Giorno dopo giorno, rinunciamo, quasi senza accorgercene, alle nostre residue libertà, ma, quel che è più grave, molti schiavi sono contenti di esserlo, purché non si tolga loro quella scatola diabolica chiamata televisione e soprattutto quell’abominevole e noioso rito denominato calcio, in dosi quotidiane e massicce.
Gli iloti si ribellavano spesso: le loro ribellioni erano sedate nel sangue dalla classe dirigente degli Spartiati che anzi, ogni anno, dichiaravano guerra ai lavoratori ridotti in stato di servaggio, per falcidiarli. Gli iloti di oggi sono idiotiloti, privi non solo della capacità di rivendicare diritti conculcati, ma anche di concepire un mondo affrancato dalla tirannide (vaticana in primis): restano inebetiti a fissare lo schermo, vero e proprio schermo che non riproduce il reale, ma lo nasconde, mentre ogni tanto grugniscono una bestemmia, quando il “politico” di turno non mantiene le promesse pre-elettorali. Poveri illusi: pensano ancora che le elezioni servano a qualcosa.
Tra questi idiotiloti, spiccano proprio quelli che credono di essere indipendenti, di ragionare in modo autonomo, solo perché hanno “scoperto” (come sono geniali!) che le banche prestano denaro ad alti interessi (pensavo fossero enti dediti alla beneficenza) e che a Campione d’Italia prospera un’èlite di privilegiati corrotti con redditi altissimi.

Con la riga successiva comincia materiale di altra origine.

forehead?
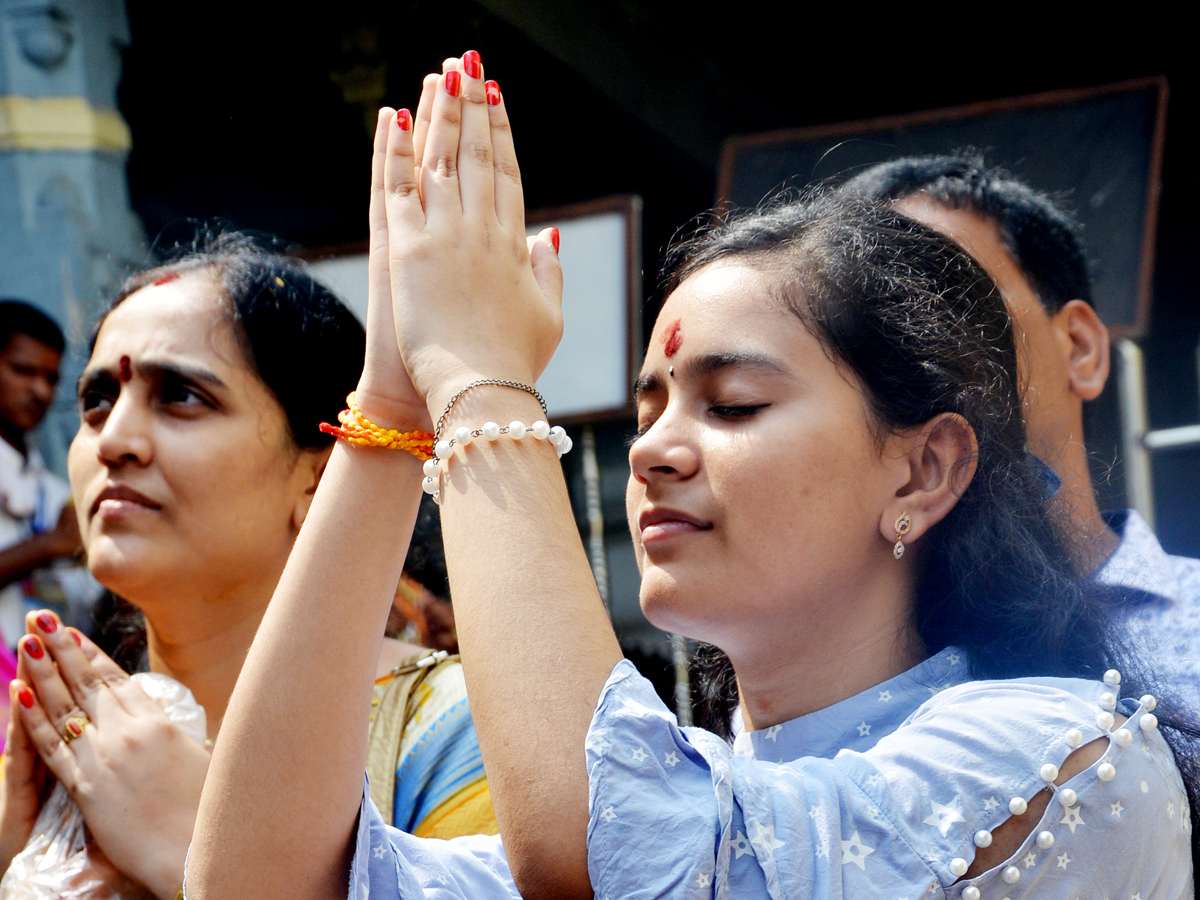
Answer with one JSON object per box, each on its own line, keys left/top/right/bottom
{"left": 1, "top": 332, "right": 61, "bottom": 366}
{"left": 647, "top": 261, "right": 808, "bottom": 361}
{"left": 94, "top": 275, "right": 244, "bottom": 371}
{"left": 893, "top": 195, "right": 1042, "bottom": 320}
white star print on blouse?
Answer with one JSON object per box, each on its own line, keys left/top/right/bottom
{"left": 343, "top": 648, "right": 1193, "bottom": 900}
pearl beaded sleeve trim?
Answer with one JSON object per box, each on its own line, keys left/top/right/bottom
{"left": 420, "top": 420, "right": 573, "bottom": 504}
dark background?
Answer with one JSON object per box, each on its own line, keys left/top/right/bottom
{"left": 118, "top": 5, "right": 1199, "bottom": 576}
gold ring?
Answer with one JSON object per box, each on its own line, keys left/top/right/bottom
{"left": 63, "top": 715, "right": 89, "bottom": 743}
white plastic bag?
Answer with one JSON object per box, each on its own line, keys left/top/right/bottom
{"left": 0, "top": 673, "right": 206, "bottom": 899}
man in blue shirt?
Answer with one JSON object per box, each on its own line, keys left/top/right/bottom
{"left": 847, "top": 156, "right": 1200, "bottom": 691}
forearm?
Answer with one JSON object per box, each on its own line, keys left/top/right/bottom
{"left": 436, "top": 388, "right": 623, "bottom": 900}
{"left": 0, "top": 533, "right": 59, "bottom": 588}
{"left": 188, "top": 443, "right": 423, "bottom": 900}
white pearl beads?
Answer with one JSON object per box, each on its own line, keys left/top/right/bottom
{"left": 1141, "top": 694, "right": 1157, "bottom": 712}
{"left": 531, "top": 420, "right": 550, "bottom": 440}
{"left": 1057, "top": 788, "right": 1077, "bottom": 807}
{"left": 1098, "top": 691, "right": 1118, "bottom": 711}
{"left": 423, "top": 458, "right": 439, "bottom": 478}
{"left": 1001, "top": 865, "right": 1021, "bottom": 883}
{"left": 962, "top": 886, "right": 981, "bottom": 900}
{"left": 1065, "top": 727, "right": 1083, "bottom": 747}
{"left": 1140, "top": 713, "right": 1159, "bottom": 732}
{"left": 421, "top": 475, "right": 439, "bottom": 495}
{"left": 434, "top": 440, "right": 453, "bottom": 460}
{"left": 1114, "top": 727, "right": 1134, "bottom": 746}
{"left": 1096, "top": 711, "right": 1115, "bottom": 732}
{"left": 1098, "top": 762, "right": 1117, "bottom": 781}
{"left": 1009, "top": 796, "right": 1028, "bottom": 815}
{"left": 548, "top": 425, "right": 567, "bottom": 445}
{"left": 454, "top": 426, "right": 473, "bottom": 446}
{"left": 1036, "top": 830, "right": 1055, "bottom": 849}
{"left": 949, "top": 858, "right": 969, "bottom": 877}
{"left": 974, "top": 829, "right": 993, "bottom": 848}
{"left": 1103, "top": 669, "right": 1122, "bottom": 687}
{"left": 508, "top": 420, "right": 526, "bottom": 439}
{"left": 1040, "top": 763, "right": 1059, "bottom": 782}
{"left": 481, "top": 421, "right": 502, "bottom": 440}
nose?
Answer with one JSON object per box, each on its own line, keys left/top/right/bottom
{"left": 95, "top": 391, "right": 153, "bottom": 468}
{"left": 628, "top": 409, "right": 700, "bottom": 485}
{"left": 31, "top": 375, "right": 55, "bottom": 406}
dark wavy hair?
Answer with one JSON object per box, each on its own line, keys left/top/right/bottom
{"left": 90, "top": 228, "right": 365, "bottom": 665}
{"left": 667, "top": 190, "right": 1200, "bottom": 868}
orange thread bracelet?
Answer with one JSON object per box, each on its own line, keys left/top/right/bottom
{"left": 319, "top": 392, "right": 435, "bottom": 460}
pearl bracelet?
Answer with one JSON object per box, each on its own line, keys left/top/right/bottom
{"left": 420, "top": 419, "right": 573, "bottom": 504}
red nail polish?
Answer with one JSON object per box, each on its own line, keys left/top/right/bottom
{"left": 70, "top": 629, "right": 82, "bottom": 647}
{"left": 550, "top": 227, "right": 561, "bottom": 253}
{"left": 445, "top": 71, "right": 461, "bottom": 98}
{"left": 396, "top": 108, "right": 412, "bottom": 131}
{"left": 36, "top": 612, "right": 57, "bottom": 634}
{"left": 17, "top": 686, "right": 34, "bottom": 709}
{"left": 22, "top": 635, "right": 44, "bottom": 660}
{"left": 485, "top": 80, "right": 501, "bottom": 107}
{"left": 462, "top": 51, "right": 482, "bottom": 80}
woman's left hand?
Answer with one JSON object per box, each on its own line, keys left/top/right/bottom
{"left": 12, "top": 612, "right": 210, "bottom": 900}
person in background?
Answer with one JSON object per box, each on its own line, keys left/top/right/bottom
{"left": 845, "top": 155, "right": 1200, "bottom": 692}
{"left": 0, "top": 301, "right": 84, "bottom": 651}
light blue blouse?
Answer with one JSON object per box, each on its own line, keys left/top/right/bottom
{"left": 347, "top": 648, "right": 1193, "bottom": 898}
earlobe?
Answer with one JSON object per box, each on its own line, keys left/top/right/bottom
{"left": 880, "top": 413, "right": 979, "bottom": 551}
{"left": 291, "top": 445, "right": 334, "bottom": 532}
{"left": 1058, "top": 300, "right": 1110, "bottom": 402}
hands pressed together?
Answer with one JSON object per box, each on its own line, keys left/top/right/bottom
{"left": 355, "top": 52, "right": 563, "bottom": 430}
{"left": 1, "top": 612, "right": 208, "bottom": 899}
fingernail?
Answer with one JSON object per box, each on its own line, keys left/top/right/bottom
{"left": 69, "top": 628, "right": 82, "bottom": 647}
{"left": 462, "top": 50, "right": 482, "bottom": 80}
{"left": 22, "top": 635, "right": 44, "bottom": 660}
{"left": 550, "top": 227, "right": 561, "bottom": 253}
{"left": 36, "top": 612, "right": 57, "bottom": 634}
{"left": 485, "top": 80, "right": 501, "bottom": 107}
{"left": 396, "top": 108, "right": 412, "bottom": 131}
{"left": 16, "top": 686, "right": 34, "bottom": 709}
{"left": 445, "top": 71, "right": 461, "bottom": 98}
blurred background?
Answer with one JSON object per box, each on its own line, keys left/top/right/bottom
{"left": 2, "top": 1, "right": 1197, "bottom": 690}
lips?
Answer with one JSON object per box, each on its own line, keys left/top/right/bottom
{"left": 638, "top": 506, "right": 713, "bottom": 543}
{"left": 91, "top": 484, "right": 162, "bottom": 517}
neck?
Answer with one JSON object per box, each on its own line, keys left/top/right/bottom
{"left": 0, "top": 426, "right": 27, "bottom": 457}
{"left": 1047, "top": 440, "right": 1121, "bottom": 576}
{"left": 732, "top": 563, "right": 926, "bottom": 731}
{"left": 141, "top": 582, "right": 276, "bottom": 742}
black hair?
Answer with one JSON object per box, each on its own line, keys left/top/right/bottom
{"left": 96, "top": 229, "right": 365, "bottom": 449}
{"left": 665, "top": 189, "right": 1200, "bottom": 866}
{"left": 0, "top": 299, "right": 66, "bottom": 355}
{"left": 841, "top": 153, "right": 1092, "bottom": 313}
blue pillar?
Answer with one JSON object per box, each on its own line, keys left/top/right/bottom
{"left": 0, "top": 0, "right": 144, "bottom": 473}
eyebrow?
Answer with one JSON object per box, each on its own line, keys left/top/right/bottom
{"left": 77, "top": 359, "right": 229, "bottom": 395}
{"left": 633, "top": 350, "right": 793, "bottom": 399}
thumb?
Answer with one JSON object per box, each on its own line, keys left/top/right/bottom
{"left": 528, "top": 228, "right": 564, "bottom": 309}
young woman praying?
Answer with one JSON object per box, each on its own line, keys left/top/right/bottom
{"left": 187, "top": 54, "right": 1195, "bottom": 900}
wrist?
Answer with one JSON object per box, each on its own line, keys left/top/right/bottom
{"left": 350, "top": 384, "right": 432, "bottom": 434}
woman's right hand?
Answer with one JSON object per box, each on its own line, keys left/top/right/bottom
{"left": 381, "top": 53, "right": 564, "bottom": 416}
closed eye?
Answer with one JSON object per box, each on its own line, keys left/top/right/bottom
{"left": 709, "top": 404, "right": 770, "bottom": 419}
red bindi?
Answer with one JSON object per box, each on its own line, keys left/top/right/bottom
{"left": 152, "top": 271, "right": 180, "bottom": 287}
{"left": 662, "top": 319, "right": 683, "bottom": 357}
{"left": 119, "top": 355, "right": 132, "bottom": 382}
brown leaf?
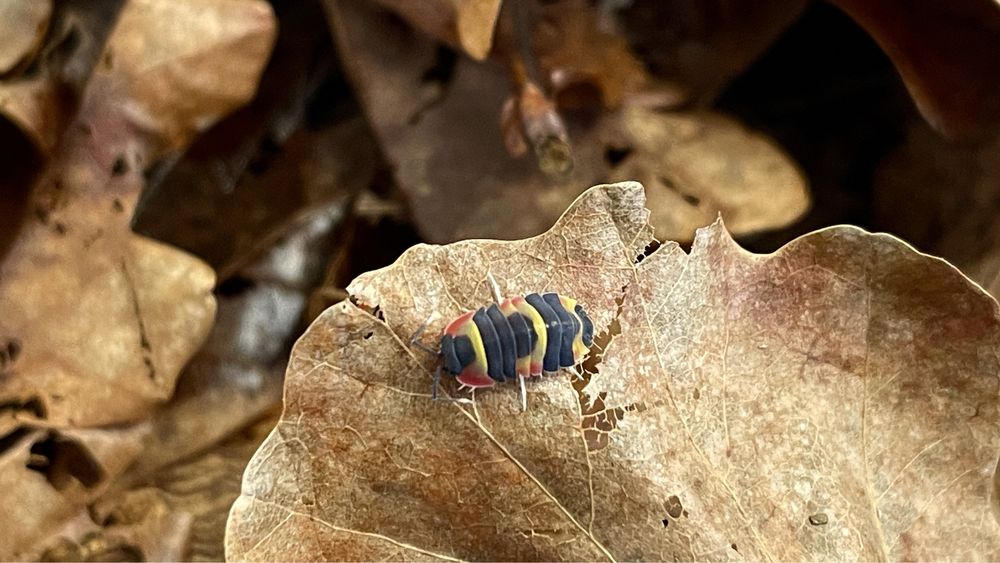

Costoro sono dei pifferai magici che incantano i topi da laboratorio, come, ad esempio, li definisce Amy Worthington. Sono topi usati per esperimenti (non è una metafora) e poi uccisi. Se a loro una “vita” del genere piace, esistono per fortuna delle persone che, non accettando lo stato delle cose, levano la propria voce in difesa della libertà, esponendosi al pubblico ludibrio ed a rischi anche peggiori.
Ancora una volta, dal passato proviene un insegnamento imperituro da scolpire a lettere cubitali in ogni dove e da mandare a memoria. Apollonio di Tiana, il cosiddetto Cristo pagano, profeta e taumaturgo, vissuto nel I secolo dell’era volgare, ci ammonisce sul valore inestimabile della fedeltà a sé stessi con le seguenti parole: “Un grande dovere s’impone al saggio: egli deve morire per le sue idee e la verità deve essere a lui più cara che la vita. Non sono né la legge né la natura a dettargli tale scelta, ma il suo coraggio e la sua forza d’animo”.
Di fronte a queste parole di un uomo intemerato, i tribuni della plebe dovrebbero avere un sussulto di dignità, chiudendo i loro blogs e le loro trasmissioni televisive di “denuncia”.